Orcadians and past visitors to Orkney will remember with great fondness visits to Corrigall Farm Museum in Harray.
This wonderful community asset, owned and managed by Orkney Islands Council, of our islands’ heritage has been closed for some time “due to pressure on resources.”
It is a fantastic example of a traditional longhouse from the 1700s. Animals would have lived in one end and the family in the other. In the 1800s the animals were moved into buildings outside the dwelling house.

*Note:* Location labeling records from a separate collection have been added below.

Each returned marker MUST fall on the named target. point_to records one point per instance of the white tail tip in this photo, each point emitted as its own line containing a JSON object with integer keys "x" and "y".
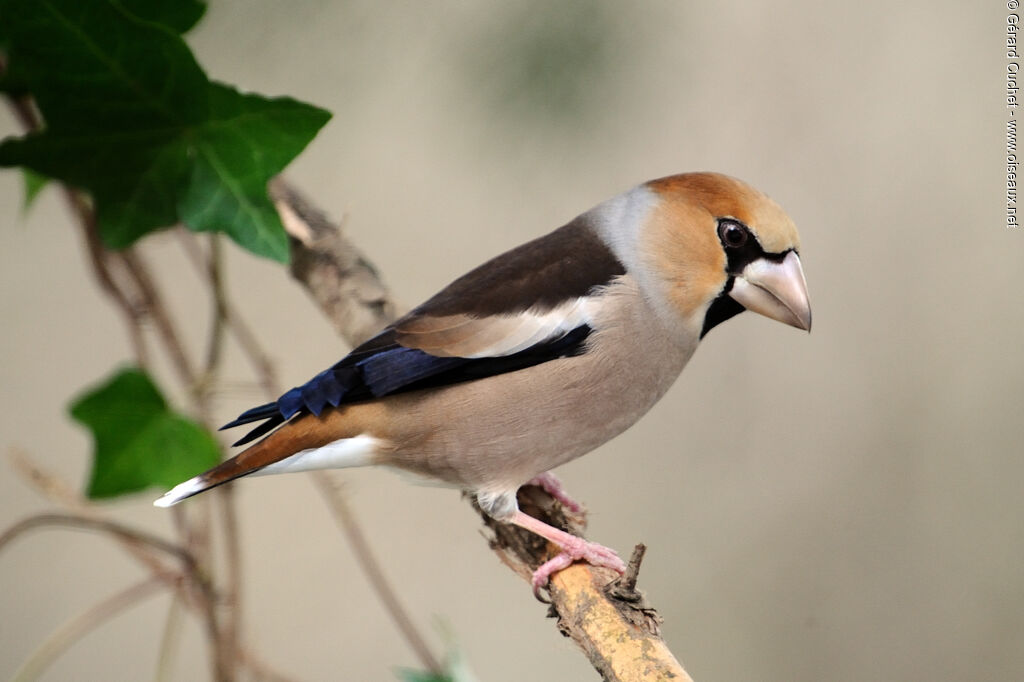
{"x": 180, "y": 492}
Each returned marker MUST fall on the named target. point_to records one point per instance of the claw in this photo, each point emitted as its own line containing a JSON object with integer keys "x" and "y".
{"x": 592, "y": 553}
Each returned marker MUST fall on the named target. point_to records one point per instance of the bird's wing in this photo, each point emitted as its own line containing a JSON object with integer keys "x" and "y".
{"x": 524, "y": 307}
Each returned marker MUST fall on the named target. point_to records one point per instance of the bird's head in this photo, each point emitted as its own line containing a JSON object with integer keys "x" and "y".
{"x": 714, "y": 246}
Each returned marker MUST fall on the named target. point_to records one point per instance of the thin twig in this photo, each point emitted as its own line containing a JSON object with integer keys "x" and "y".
{"x": 59, "y": 493}
{"x": 139, "y": 271}
{"x": 236, "y": 324}
{"x": 132, "y": 311}
{"x": 110, "y": 527}
{"x": 207, "y": 599}
{"x": 61, "y": 638}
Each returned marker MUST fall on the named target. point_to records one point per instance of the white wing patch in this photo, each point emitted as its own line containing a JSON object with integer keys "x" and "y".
{"x": 462, "y": 336}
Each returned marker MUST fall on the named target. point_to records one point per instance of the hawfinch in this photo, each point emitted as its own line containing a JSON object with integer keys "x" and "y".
{"x": 541, "y": 354}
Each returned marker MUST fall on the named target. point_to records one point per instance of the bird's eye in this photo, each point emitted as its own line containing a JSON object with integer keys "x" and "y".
{"x": 732, "y": 233}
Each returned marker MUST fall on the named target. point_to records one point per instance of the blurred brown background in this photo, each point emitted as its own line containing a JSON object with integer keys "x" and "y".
{"x": 840, "y": 506}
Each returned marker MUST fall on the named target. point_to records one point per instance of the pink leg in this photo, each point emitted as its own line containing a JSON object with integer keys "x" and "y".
{"x": 550, "y": 483}
{"x": 572, "y": 549}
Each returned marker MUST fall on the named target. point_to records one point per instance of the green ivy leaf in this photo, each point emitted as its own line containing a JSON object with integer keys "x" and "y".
{"x": 179, "y": 15}
{"x": 132, "y": 119}
{"x": 138, "y": 440}
{"x": 34, "y": 183}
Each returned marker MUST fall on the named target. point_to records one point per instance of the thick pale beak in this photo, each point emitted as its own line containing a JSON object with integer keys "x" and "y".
{"x": 775, "y": 290}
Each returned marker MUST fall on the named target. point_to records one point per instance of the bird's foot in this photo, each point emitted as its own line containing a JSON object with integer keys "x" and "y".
{"x": 549, "y": 483}
{"x": 576, "y": 550}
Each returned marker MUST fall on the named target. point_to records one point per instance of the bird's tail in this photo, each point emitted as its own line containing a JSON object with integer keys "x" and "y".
{"x": 299, "y": 444}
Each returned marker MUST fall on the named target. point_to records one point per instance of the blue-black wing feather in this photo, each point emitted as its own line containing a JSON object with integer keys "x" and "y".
{"x": 381, "y": 368}
{"x": 561, "y": 265}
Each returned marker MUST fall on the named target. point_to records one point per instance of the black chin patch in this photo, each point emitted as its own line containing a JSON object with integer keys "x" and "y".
{"x": 737, "y": 257}
{"x": 723, "y": 307}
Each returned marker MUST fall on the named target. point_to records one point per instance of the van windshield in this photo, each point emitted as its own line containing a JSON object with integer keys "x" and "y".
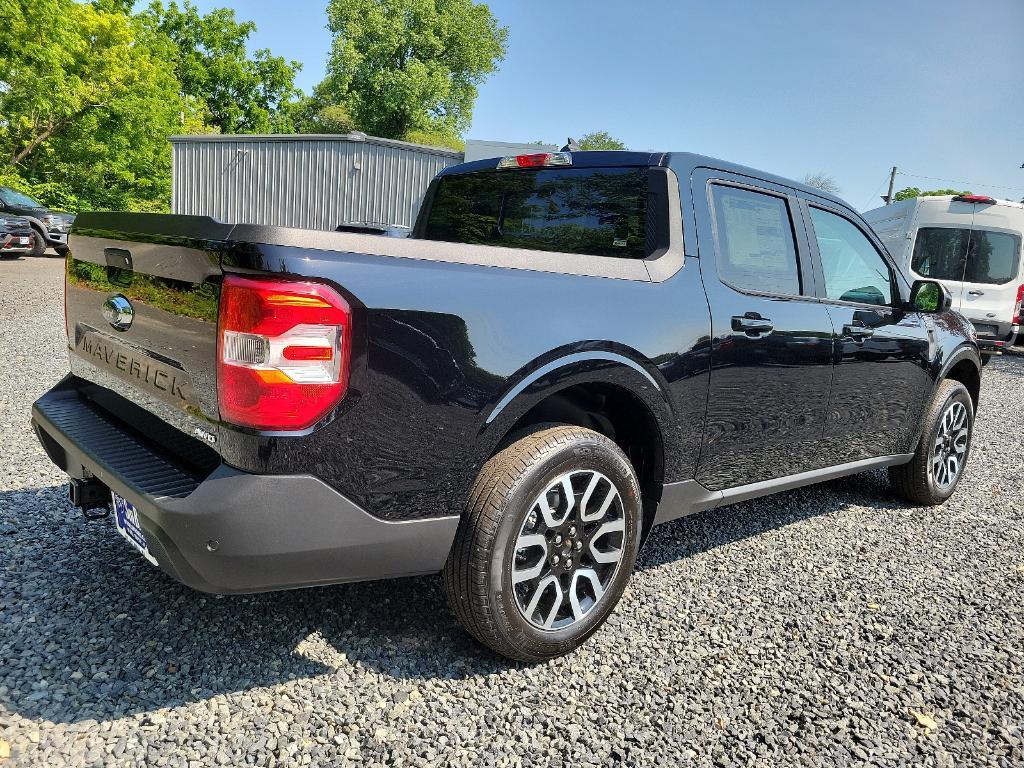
{"x": 961, "y": 254}
{"x": 13, "y": 198}
{"x": 597, "y": 211}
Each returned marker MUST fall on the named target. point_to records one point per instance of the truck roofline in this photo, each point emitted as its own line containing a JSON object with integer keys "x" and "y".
{"x": 682, "y": 162}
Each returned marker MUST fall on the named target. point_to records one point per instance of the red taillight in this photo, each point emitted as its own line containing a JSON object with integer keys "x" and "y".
{"x": 541, "y": 160}
{"x": 983, "y": 199}
{"x": 283, "y": 352}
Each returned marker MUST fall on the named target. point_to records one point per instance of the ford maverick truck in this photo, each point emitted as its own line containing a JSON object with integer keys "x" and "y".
{"x": 569, "y": 349}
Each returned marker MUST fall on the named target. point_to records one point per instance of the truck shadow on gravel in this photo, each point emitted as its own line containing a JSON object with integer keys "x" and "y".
{"x": 90, "y": 632}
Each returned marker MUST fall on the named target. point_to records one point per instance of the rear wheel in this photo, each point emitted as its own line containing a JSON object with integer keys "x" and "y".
{"x": 938, "y": 464}
{"x": 547, "y": 544}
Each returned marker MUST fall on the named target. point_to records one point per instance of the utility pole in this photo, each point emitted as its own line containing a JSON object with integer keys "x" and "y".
{"x": 892, "y": 184}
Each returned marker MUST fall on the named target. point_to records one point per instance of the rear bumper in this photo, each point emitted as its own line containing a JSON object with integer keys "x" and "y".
{"x": 994, "y": 343}
{"x": 9, "y": 245}
{"x": 231, "y": 531}
{"x": 56, "y": 240}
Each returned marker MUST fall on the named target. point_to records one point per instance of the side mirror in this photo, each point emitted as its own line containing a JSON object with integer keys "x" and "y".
{"x": 929, "y": 296}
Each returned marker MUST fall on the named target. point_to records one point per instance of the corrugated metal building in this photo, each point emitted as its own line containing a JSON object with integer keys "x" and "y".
{"x": 308, "y": 181}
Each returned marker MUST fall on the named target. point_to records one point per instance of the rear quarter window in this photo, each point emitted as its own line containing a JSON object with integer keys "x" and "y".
{"x": 595, "y": 211}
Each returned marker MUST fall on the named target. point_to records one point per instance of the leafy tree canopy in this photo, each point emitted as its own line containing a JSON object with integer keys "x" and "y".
{"x": 400, "y": 67}
{"x": 90, "y": 92}
{"x": 822, "y": 181}
{"x": 599, "y": 140}
{"x": 241, "y": 93}
{"x": 913, "y": 192}
{"x": 86, "y": 104}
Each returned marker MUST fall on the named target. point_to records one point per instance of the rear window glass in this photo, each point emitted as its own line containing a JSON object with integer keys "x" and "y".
{"x": 597, "y": 211}
{"x": 974, "y": 256}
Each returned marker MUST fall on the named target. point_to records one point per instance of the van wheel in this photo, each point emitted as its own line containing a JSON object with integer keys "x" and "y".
{"x": 938, "y": 464}
{"x": 548, "y": 542}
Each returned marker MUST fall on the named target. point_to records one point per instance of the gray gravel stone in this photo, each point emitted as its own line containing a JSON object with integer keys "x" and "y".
{"x": 828, "y": 626}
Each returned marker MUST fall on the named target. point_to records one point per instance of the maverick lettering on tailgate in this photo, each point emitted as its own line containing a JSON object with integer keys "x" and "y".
{"x": 172, "y": 383}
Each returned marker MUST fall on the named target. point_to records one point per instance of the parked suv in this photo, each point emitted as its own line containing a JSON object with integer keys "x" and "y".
{"x": 972, "y": 245}
{"x": 49, "y": 227}
{"x": 571, "y": 348}
{"x": 16, "y": 236}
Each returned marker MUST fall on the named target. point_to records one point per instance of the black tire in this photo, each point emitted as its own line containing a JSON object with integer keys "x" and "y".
{"x": 38, "y": 243}
{"x": 504, "y": 506}
{"x": 916, "y": 481}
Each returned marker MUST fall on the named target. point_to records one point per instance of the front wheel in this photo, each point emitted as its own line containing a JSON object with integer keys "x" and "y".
{"x": 38, "y": 244}
{"x": 547, "y": 544}
{"x": 938, "y": 464}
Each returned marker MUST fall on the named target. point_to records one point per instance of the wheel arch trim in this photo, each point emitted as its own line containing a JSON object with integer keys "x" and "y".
{"x": 964, "y": 351}
{"x": 565, "y": 361}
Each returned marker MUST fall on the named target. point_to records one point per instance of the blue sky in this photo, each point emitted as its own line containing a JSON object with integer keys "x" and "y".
{"x": 935, "y": 87}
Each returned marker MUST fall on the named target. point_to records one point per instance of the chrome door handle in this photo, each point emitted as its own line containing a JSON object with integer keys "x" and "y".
{"x": 753, "y": 325}
{"x": 858, "y": 333}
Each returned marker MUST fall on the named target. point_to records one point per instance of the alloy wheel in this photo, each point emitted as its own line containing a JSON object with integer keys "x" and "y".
{"x": 949, "y": 449}
{"x": 568, "y": 549}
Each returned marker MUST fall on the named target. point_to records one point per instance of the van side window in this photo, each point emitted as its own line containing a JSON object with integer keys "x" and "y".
{"x": 853, "y": 268}
{"x": 756, "y": 246}
{"x": 961, "y": 254}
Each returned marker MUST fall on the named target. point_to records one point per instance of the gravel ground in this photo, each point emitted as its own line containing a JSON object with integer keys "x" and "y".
{"x": 827, "y": 626}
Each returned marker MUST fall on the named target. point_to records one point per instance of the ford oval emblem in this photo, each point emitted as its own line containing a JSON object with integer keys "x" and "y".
{"x": 119, "y": 312}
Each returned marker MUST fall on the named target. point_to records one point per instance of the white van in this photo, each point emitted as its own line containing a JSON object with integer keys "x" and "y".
{"x": 971, "y": 244}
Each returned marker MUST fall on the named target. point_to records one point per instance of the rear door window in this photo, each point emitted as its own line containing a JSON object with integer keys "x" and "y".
{"x": 756, "y": 247}
{"x": 596, "y": 211}
{"x": 962, "y": 254}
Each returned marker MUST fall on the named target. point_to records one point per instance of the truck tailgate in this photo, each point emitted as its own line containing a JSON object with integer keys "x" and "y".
{"x": 142, "y": 292}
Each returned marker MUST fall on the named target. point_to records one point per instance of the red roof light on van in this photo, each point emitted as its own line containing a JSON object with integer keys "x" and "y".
{"x": 982, "y": 199}
{"x": 541, "y": 160}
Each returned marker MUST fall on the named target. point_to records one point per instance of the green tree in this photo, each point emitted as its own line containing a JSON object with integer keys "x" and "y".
{"x": 599, "y": 140}
{"x": 913, "y": 192}
{"x": 242, "y": 93}
{"x": 86, "y": 104}
{"x": 822, "y": 181}
{"x": 400, "y": 67}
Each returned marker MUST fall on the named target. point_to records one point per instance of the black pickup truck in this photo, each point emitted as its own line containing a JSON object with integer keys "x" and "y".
{"x": 571, "y": 348}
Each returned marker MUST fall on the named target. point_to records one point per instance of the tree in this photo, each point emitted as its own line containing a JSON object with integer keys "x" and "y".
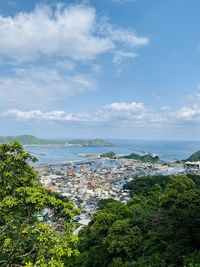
{"x": 158, "y": 227}
{"x": 27, "y": 238}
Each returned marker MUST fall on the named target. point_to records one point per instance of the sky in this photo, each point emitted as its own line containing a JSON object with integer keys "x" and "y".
{"x": 121, "y": 69}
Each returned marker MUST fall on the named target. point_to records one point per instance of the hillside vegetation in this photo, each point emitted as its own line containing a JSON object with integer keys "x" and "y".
{"x": 158, "y": 227}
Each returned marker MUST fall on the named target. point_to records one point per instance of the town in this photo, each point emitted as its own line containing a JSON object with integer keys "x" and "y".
{"x": 86, "y": 182}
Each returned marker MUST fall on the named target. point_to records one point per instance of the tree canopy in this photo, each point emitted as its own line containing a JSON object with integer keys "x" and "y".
{"x": 35, "y": 224}
{"x": 159, "y": 227}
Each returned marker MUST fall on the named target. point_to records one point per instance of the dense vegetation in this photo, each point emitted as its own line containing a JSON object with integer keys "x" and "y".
{"x": 194, "y": 157}
{"x": 159, "y": 227}
{"x": 89, "y": 143}
{"x": 26, "y": 237}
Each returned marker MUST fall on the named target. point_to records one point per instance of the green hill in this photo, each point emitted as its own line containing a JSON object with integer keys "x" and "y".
{"x": 194, "y": 157}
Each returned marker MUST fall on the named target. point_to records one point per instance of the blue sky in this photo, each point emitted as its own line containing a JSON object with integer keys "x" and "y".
{"x": 109, "y": 68}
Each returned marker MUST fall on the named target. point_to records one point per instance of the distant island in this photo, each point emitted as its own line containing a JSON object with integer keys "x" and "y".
{"x": 145, "y": 159}
{"x": 33, "y": 140}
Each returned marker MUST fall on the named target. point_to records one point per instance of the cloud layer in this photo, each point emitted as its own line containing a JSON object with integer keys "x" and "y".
{"x": 72, "y": 31}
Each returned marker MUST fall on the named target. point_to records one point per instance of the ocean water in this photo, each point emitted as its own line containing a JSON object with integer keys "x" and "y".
{"x": 167, "y": 150}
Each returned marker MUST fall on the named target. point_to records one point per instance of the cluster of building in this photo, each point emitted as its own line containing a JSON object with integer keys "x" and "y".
{"x": 87, "y": 182}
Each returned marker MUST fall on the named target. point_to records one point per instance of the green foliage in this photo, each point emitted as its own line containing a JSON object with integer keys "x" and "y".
{"x": 25, "y": 240}
{"x": 159, "y": 227}
{"x": 143, "y": 185}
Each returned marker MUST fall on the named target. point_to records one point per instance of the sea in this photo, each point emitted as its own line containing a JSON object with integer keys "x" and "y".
{"x": 166, "y": 150}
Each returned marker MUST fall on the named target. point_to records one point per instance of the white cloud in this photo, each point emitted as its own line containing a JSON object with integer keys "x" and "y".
{"x": 72, "y": 32}
{"x": 119, "y": 56}
{"x": 122, "y": 1}
{"x": 39, "y": 115}
{"x": 39, "y": 87}
{"x": 115, "y": 113}
{"x": 189, "y": 113}
{"x": 135, "y": 113}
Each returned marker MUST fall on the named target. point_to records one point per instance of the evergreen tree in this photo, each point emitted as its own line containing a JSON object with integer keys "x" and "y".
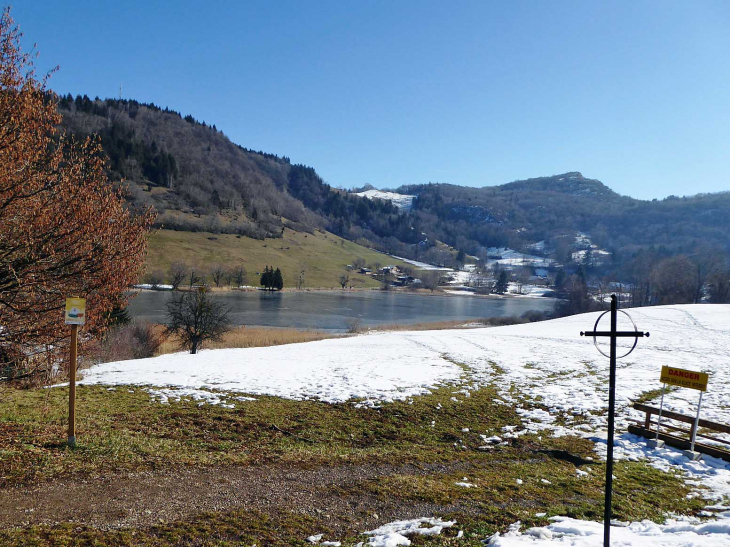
{"x": 278, "y": 280}
{"x": 501, "y": 286}
{"x": 266, "y": 278}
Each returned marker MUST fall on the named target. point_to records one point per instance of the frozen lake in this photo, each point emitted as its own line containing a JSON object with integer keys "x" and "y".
{"x": 337, "y": 310}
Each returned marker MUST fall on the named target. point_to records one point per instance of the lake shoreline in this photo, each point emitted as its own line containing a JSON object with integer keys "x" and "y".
{"x": 325, "y": 290}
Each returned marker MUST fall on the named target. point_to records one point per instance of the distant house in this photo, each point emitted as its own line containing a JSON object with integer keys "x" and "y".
{"x": 403, "y": 280}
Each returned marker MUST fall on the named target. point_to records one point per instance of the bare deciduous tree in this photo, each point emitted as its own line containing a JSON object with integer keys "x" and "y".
{"x": 64, "y": 228}
{"x": 195, "y": 317}
{"x": 344, "y": 279}
{"x": 217, "y": 273}
{"x": 178, "y": 271}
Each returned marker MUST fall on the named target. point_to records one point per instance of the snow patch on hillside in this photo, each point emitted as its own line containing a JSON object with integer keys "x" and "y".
{"x": 402, "y": 201}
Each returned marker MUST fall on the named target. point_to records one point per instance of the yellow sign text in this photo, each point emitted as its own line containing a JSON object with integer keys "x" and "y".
{"x": 684, "y": 378}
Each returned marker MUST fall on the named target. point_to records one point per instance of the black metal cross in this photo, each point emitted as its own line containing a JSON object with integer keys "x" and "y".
{"x": 614, "y": 335}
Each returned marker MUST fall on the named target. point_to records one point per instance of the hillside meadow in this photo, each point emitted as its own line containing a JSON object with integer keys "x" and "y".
{"x": 323, "y": 255}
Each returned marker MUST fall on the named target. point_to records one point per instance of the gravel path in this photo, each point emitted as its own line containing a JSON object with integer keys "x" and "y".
{"x": 144, "y": 499}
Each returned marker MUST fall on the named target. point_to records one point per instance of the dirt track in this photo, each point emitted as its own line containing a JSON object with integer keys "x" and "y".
{"x": 144, "y": 499}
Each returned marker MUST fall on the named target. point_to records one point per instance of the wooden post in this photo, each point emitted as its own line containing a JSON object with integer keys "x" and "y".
{"x": 72, "y": 387}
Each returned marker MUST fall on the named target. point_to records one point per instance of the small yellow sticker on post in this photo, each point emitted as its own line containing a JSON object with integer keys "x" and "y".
{"x": 75, "y": 311}
{"x": 684, "y": 378}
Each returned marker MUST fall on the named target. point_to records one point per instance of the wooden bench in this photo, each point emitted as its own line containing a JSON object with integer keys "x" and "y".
{"x": 648, "y": 430}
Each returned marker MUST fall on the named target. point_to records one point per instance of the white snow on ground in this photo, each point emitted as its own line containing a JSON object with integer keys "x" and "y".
{"x": 394, "y": 533}
{"x": 148, "y": 286}
{"x": 402, "y": 201}
{"x": 567, "y": 531}
{"x": 554, "y": 372}
{"x": 422, "y": 265}
{"x": 373, "y": 367}
{"x": 532, "y": 291}
{"x": 510, "y": 257}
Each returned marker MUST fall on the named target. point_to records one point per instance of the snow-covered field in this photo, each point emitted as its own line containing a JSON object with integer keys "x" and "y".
{"x": 512, "y": 258}
{"x": 556, "y": 372}
{"x": 402, "y": 201}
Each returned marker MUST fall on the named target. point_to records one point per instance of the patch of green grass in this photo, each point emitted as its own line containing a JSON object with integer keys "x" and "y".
{"x": 123, "y": 431}
{"x": 323, "y": 255}
{"x": 128, "y": 431}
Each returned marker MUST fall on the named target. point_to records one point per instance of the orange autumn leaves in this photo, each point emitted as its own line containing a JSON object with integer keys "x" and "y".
{"x": 64, "y": 228}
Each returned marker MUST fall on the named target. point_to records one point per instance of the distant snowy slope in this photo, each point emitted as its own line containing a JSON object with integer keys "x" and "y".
{"x": 547, "y": 359}
{"x": 554, "y": 378}
{"x": 402, "y": 201}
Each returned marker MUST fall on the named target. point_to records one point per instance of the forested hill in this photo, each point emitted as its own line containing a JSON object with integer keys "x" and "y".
{"x": 199, "y": 180}
{"x": 549, "y": 209}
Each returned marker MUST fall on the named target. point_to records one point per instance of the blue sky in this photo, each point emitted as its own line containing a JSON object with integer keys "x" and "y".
{"x": 633, "y": 93}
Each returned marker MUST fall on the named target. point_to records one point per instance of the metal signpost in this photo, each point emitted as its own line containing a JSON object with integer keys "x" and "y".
{"x": 75, "y": 316}
{"x": 683, "y": 378}
{"x": 613, "y": 334}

The outbuildings, especially the barn with its grain kiln, are particularly well preserved.
Now whilst visitors and islanders can still visit Kirbuster Farm Museum in the summer months, also owned by OIC, it is saddening that Corrigall with its outbuildings and importance to our heritage, continues to remain closed. Indeed it may never open again and the collections either dispersed or put into storage.
The barn hopefully still contains an example of a Bikko – a straw dog given to the last farm to bring in the harvest.

Perhaps another way could be found to keep this wonderful resource for our schools and young people open? A way in which the central role Orkney’s farmers have always had in the life of these islands and its culture can be appreciated.




Digital records are fine to a point but can never replace the experience of seeing, holding and smelling our islands’ heritage. Once it is gone, a part of us is gone too.